Summary¶
In my last article, I talked about the final changes that I needed to make to get the PyMarkdown project ready for its initial release. In this article, I take a bit of a break from pushing towards release to work on some refactoring.
Introduction¶
Having taken up a lot of energy in the past month or so to get the initial release of the PyMarkdown project done, I was tired. Not so tired that I could not look at a computer screen, but tired of the push towards the goal of the initial release. And like anyone pushing towards a goal who then reaches that goal, I knew that the healthy thing to do was to take a bit of needed downtime before I get back to the issues waiting for me on the PyMarkdown project.
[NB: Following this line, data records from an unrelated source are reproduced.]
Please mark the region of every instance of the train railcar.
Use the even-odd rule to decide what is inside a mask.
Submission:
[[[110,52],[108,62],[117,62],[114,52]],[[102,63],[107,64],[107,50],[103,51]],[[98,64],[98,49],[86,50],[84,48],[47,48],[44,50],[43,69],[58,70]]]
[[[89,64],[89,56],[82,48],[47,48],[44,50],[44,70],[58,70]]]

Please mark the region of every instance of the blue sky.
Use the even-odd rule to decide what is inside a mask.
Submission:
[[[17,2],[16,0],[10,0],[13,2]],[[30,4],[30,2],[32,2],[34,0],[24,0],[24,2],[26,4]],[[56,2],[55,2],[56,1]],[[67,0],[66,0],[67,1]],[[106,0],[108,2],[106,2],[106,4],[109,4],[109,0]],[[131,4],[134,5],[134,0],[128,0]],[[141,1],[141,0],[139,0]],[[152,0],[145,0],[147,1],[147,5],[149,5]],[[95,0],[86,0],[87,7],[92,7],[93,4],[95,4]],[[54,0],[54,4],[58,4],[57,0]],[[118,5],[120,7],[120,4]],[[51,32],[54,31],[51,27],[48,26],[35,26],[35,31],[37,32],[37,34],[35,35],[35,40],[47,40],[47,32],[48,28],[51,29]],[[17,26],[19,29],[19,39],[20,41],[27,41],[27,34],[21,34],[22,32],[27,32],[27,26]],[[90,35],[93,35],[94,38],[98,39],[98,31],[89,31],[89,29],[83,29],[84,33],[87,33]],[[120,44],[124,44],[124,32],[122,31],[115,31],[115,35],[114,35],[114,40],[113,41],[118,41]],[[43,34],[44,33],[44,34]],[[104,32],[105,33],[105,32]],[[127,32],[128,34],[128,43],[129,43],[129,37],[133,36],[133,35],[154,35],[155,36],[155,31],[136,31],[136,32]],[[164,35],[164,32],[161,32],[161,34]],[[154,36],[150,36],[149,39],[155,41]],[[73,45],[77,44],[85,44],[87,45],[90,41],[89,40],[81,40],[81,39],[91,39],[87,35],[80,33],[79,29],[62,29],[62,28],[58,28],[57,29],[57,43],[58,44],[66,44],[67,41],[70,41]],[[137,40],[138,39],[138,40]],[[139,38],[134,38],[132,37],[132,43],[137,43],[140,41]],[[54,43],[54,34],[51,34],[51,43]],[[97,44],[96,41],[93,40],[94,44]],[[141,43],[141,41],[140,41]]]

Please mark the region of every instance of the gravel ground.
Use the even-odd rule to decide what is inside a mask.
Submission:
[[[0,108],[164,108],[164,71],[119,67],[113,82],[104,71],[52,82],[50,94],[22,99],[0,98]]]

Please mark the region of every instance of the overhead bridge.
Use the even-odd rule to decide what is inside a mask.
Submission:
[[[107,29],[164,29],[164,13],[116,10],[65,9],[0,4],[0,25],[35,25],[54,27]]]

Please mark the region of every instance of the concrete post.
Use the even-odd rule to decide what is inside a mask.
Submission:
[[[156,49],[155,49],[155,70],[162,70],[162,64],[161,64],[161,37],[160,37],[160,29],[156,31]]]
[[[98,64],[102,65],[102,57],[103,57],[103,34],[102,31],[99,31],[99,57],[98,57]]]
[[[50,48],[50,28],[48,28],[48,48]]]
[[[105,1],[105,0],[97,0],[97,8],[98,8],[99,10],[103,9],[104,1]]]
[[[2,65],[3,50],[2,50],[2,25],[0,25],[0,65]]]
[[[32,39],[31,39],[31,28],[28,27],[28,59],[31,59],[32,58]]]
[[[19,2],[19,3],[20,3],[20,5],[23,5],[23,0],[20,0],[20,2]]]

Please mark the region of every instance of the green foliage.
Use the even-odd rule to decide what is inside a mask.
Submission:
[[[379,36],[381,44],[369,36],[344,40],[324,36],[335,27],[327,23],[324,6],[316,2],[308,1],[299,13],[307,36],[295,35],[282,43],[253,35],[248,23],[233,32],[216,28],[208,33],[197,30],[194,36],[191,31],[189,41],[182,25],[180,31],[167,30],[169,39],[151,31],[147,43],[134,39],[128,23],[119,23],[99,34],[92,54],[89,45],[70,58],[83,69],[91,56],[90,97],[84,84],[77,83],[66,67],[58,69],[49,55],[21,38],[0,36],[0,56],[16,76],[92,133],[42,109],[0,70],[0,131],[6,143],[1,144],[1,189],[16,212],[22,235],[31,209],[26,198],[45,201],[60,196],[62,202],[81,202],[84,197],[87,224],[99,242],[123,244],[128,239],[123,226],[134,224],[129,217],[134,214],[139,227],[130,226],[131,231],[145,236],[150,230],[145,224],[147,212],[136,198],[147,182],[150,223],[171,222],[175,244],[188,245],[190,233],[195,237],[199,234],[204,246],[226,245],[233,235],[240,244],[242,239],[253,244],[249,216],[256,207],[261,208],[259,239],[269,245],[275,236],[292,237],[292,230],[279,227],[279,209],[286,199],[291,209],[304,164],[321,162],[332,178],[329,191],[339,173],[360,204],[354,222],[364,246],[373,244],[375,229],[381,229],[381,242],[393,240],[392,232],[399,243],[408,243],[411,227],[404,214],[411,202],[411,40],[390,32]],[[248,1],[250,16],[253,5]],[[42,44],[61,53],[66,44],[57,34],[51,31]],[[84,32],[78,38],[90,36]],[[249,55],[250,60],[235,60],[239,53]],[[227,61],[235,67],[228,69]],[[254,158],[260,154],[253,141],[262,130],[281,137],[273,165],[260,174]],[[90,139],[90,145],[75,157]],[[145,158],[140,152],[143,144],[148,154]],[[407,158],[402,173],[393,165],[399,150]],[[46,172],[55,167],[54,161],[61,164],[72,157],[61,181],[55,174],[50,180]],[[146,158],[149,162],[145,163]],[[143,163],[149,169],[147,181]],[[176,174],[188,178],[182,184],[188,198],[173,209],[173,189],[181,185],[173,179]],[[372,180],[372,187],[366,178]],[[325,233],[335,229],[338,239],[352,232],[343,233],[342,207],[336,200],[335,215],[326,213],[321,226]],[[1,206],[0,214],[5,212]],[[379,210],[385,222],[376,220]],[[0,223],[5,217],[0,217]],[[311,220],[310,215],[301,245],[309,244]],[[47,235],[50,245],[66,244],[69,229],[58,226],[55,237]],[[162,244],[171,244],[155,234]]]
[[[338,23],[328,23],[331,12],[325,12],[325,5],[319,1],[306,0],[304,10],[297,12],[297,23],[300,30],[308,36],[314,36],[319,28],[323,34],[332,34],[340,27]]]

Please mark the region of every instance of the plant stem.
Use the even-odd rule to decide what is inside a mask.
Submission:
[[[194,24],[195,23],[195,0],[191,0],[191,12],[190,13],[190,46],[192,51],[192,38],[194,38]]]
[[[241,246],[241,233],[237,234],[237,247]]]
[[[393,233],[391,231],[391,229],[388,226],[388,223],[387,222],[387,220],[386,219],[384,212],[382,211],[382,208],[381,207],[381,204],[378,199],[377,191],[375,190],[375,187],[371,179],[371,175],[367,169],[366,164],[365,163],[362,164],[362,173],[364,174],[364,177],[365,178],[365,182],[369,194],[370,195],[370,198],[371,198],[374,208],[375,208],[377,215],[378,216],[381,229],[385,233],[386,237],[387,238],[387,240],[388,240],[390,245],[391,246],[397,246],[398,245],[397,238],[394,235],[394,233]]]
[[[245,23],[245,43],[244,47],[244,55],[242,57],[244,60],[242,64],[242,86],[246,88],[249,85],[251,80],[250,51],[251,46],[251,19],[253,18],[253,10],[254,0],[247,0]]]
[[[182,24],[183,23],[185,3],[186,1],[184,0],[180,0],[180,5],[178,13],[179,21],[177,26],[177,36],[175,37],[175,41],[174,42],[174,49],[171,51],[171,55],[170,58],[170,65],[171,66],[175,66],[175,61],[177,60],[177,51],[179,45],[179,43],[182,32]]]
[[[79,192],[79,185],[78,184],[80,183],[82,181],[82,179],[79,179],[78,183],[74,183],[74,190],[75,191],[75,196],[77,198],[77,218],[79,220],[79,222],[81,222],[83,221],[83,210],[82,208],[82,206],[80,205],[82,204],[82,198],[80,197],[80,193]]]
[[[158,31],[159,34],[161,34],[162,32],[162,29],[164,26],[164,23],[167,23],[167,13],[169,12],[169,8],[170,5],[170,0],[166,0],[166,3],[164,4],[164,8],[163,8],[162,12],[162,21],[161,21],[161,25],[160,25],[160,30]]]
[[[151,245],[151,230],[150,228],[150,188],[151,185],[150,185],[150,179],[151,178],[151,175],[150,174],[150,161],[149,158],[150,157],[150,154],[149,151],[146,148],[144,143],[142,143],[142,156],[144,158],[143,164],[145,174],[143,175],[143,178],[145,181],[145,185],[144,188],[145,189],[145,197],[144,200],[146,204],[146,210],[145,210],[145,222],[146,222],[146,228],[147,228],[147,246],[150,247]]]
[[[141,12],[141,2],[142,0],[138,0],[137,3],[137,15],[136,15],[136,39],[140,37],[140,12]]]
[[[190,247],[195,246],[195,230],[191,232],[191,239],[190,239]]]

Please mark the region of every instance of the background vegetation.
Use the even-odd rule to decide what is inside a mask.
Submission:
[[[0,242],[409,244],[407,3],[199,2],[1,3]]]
There is a catch though: I do not like sitting still. Even when I am relaxing, I like doing something like reading, working on a puzzle or a puzzle book, or trying something new out. It is not that I do not care for relaxing, quite the contrary. It is just that getting something done helps me feel more at piece, even something as simple as taking care of one of my chores around the house. One more thing done, one less thing to worry about. And I knew that I did not want a big break from writing Python code, I just wanted a small break from writing code for the PyMarkdown project.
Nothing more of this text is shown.